Corrupção: Bolsonaro usa argumento de governos petistas

 

Argumentos ligeiros para contornar situações indesejadas pelo governo podem virar tiro no pé

Para reagir rapidamente a situações embaraçosas, governos costumam lançar mão de narrativas que consideram razoável, nem sempre com resultados esperados. É o que aconteceu por estes dias com o presidente Jair Bolsonaro.

Como se recorda, ele se vangloriou de ter acabado a Lava-Jato. O motivo teria sido a ausência de corrupção em seu governo.
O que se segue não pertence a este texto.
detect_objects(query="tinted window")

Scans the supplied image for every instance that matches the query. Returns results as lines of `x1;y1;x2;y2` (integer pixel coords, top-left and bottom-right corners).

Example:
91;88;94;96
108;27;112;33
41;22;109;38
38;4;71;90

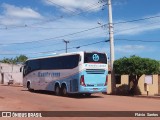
84;53;107;64
40;55;79;70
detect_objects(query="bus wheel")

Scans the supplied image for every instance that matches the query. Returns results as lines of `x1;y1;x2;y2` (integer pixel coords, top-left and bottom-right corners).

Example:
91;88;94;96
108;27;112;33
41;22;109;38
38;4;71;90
85;93;91;97
55;85;60;96
27;82;33;92
62;85;68;96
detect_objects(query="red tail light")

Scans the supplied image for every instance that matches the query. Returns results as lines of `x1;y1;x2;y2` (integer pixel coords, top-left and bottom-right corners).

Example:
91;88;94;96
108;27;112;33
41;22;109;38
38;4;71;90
104;76;108;86
80;75;86;86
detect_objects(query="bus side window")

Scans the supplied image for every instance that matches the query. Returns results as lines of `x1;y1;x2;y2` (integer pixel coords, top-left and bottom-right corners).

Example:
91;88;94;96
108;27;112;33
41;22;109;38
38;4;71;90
79;56;81;62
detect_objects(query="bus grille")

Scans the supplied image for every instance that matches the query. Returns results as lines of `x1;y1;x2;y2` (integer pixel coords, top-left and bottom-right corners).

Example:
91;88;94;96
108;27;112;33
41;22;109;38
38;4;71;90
86;69;105;74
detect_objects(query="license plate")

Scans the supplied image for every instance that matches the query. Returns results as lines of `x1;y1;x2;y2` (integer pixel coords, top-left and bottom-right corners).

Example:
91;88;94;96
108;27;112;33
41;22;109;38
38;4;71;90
93;88;98;90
Assumiu um grande risco, pois esse é o tipo de declaração que um líder político não deve fazer. O risco é aparecer um caso inesperado de desvio de recursos públicos.

Pois foi exatamente o que aconteceu dias depois com a descoberta, pela Polícia Federal (PF), de dinheiro – reais e dólares – na cueca do senador Chico Rodrigues (DEM, RR). O senador, próximo do presidente dos tempos em que ambos eram deputados federais, havia sido recentemente guindado ao cargo de vice-líder do governo no Senado.
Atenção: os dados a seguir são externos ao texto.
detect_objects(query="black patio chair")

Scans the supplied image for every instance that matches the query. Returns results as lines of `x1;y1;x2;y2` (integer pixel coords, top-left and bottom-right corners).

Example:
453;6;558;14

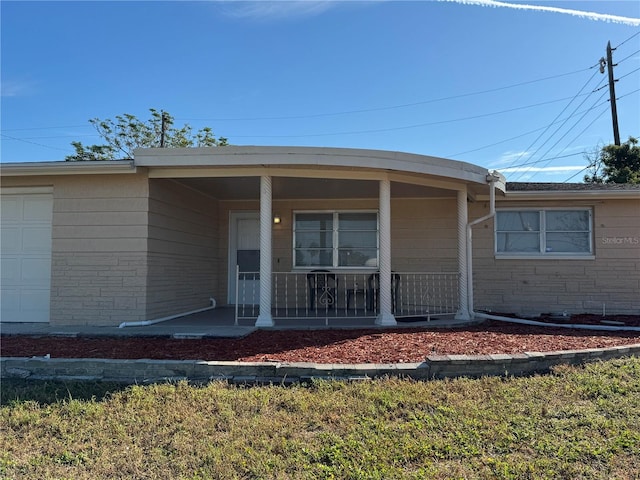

Bolsonaro agiu rapidamente com o que lhe pareceu um argumento certeiro: no seu governo, combate-se a corrupção não importa quem a cometa. Manifestou-se orgulhoso do trabalho do Ministério da Justiça e da “minha” PF. É como se a ação de busca e apreensão na casa do senador tenha decorrido de uma ordem presidencial. Dificilmente terá sido o caso, pois as investigações da PF são realizadas de forma autônoma. A PF é órgão de Estado, não de governo. Seria muito ruim se fosse como sugeriu o presidente.

Ocorre que o mesmo argumento foi utilizado pela presidente Dilma Rousseff, que assinalou sua determinação no combate à corrupção via ações da mesma PF. Na verdade, os governos petistas teriam mais a ostentar nesse campo. Foi no seu período que vieram a ser aprovadas as leis que regularam a colaboração premiada e os acordos de leniência. Essa legislação foi fundamental para o avanço das investigações da Lava-Jato, a cargo da PF e do Ministério Público, as quais resultaram na condenação de políticos e empresários, sem paralelo na nossa história.

Pois é. Argumentos ligeiros para contornar situações indesejadas pelo governo podem virar tiro no pé. É possível que apoiadores de Bolsonaro, como deverá ser o caso do chamado bolsonarismo-raiz, comprarão seu argumento e não notarão que o presidente repete o que disseram governos os petistas. Mas isso não ocorrerá necessariamente com os grupos mais informados da sociedade.